Re: [PATCH RFC 07/13] charsets: utf8: Hook-up utf-8 code to charsets library

Gabriel Krisman Bertazi <krisman@xxxxxxxxxxxxxxx> · Tue, 16 Jan 2018 14:50:33 -0200

"Weber, Olaf (HPC Data Management & Storage)" <olaf.weber@xxxxxxx>
writes:

> But this is not the only problem. The 'len' limit applies to the input strings. So you need to tell
> the utf8byte() routine that it applies. In other words, use utf8ncursor() which takes an additional
> length parameter to set up the cursors.
>
> With this change, utf8byte() will return 0 when it hits the end of the input string due to seeing a
> null byte or having consumed all characters, provided that it is not in the middle of a utf8 sequence
> or a an incomplete sequence of Unicode characters.
>
> Finally, note that utf8byte() returns an int, not a char. It does this for the same reasons getc() does.
>
> So utf8_strncmp() becomes something like the following. I'm using EINVAL instead of EIO, and note
> that -EINVAL does not imply that str1 and str2 are not equal when compared as a sequence of bytes.
>
> static int utf8_strncmp(const struct charset *charset,
> 			const char *str1,
> 			const char *str2,
> 			int len)
> {
> 	const struct utf8data *data = utf8nfkdi(charset->version);
> 	struct utf8cursor cur1;
> 	struct utf8cursor cur2;
> 	int c1;
> 	int c2;
>
> 	if (utf8ncursor(&cur1, data, str1, len) < 0)
> 		return -EINVAL;
> 	if (utf8ncursor(&cur2, data, str2, len) < 0)
> 		return -EINVAL;
>
> 	do {
> 		c1 = utf8byte(&cur1);
> 		c2 = utf8byte(&cur2);
>
> 		if (c1 < 0 || c2 < 0)
> 			return -EINVAL;
> 		if (c1 != c2)
> 			return 1;
> 	} while (c1);
>
> 	return 0;
> }

Hi Olaf,

Thanks for your review and deep explanations.

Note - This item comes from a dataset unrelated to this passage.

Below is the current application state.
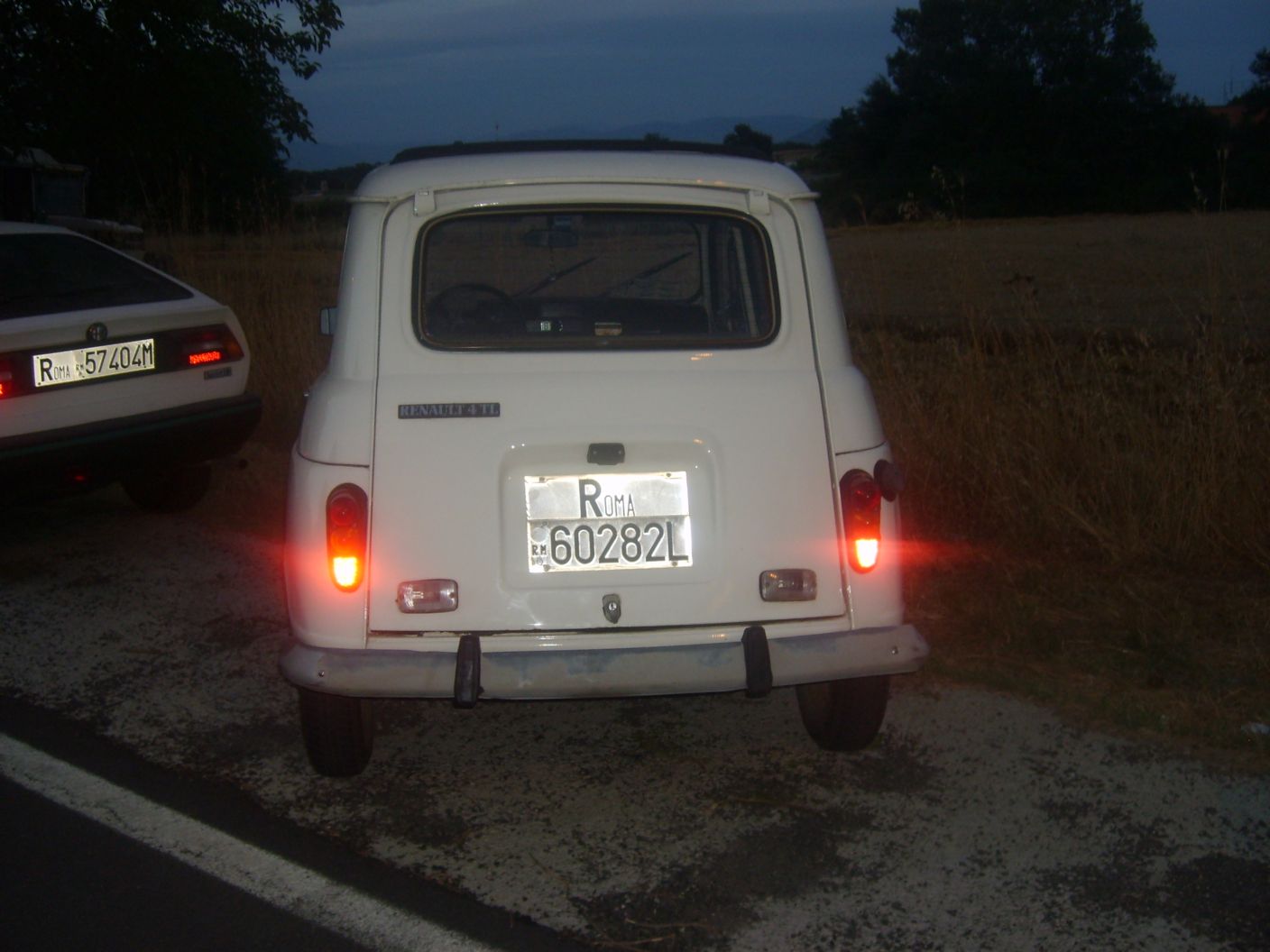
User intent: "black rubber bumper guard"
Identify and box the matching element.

I get your point and I've added a test case to trigger it in the
test_ucd module.

One question that I have, on the other hand: Take the version you
shared, I want to avoid the -EINVAL for the case when strings s1
and s2 should match as equal, but strlen(s1) < strlen (s2).  In this
case:

strncmp (s1, s2, strlen (s2)) => Returns 0.  Matches Ok
strncmp (s1, s2, strlen (s1)) => Returns -EINVAL

I know -EINVAL doesn't mean they don't match, but this case seems too
error prone.

I suppose we just could:

 (1) let the caller deal with it, which is error prone.  Or,

 (2) Require two lens on strncmp, one for each string, Or,

 (3) use utf8cursor for the second string, which plays bad with non-null
 terminated strings, which is important for filesystems.

Do you see an alternative? I'm pending towards option 2.  Are you ok
with that?

-- 
Gabriel Krisman Bertazi